Worst update imaginable. She’s had not one, but two strokes. The first one knocked out her right side mobility, the second might have impacted her ability to speak and seems to have given her some level of aphasia. I won’t know her new baseline until she’s able to breathe on her own, but the bare minimum at this stage is looking like nearly full time care needed for the rest of her life.
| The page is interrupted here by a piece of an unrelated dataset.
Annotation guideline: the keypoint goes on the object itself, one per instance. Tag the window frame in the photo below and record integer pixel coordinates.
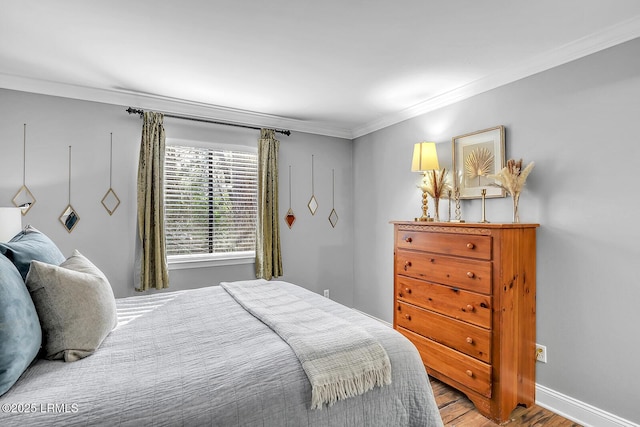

The doctors found a third heart clot that’s threatening to make things even worse.

It’s been about a week since the last update. She’s gotten somewhat better. She can not use her right side much and has a lot of trouble coming up with the words she wants to use for anything. The hospital is talking about sending her to rehab. It’s going too fast, but this is the american health system. Built to barely work and keep things moving… and they’re doing a stellar job on keeping things moving. At this point the realization of what my life is going to look like in around a month hit me very suddenly tonight when she was completely unable to express anything meaningful in the two short hours I can visit her after work. If everything works out well, I can get the help I’m definitely going to need when she comes home. Sadly, I feel like they’re going to force a bare minimum in rehab and just push her out into the world again, before I’ve had a chance to do anything meaningful to prepare for her needs. I’m expecting to have a very bad time.

Three strokes in and things seem to somehow be holding steady. This was the first day I’ve had away from everything to just sit and enjoy a bit of my own life in awhile, only to be interrupted by people who cannot think their way out of a wet paper bag. I get that the glucose monitor beeps sometimes… when the persons blood sugar is either stressingly high, or dangerously low. Having to explain why it should not be “shut off” overnight so it doesn’t disturb anyones sleep was not the conversation I was expecting to have, and at this point I’m a bundle of highly stressed and coiled steel… I’m ready to snap at the slightest pressure. Is it wrong to be thankful to be going back to work so I can have a solid 8 hours of relative normality in my daily routine? That’s how I feel about it.

For now the game of life is “look at this person every day and see if their levels of broken are higher or lower than they were the day before”. That’s about the only way we’re going to know if there has been yet another stroke.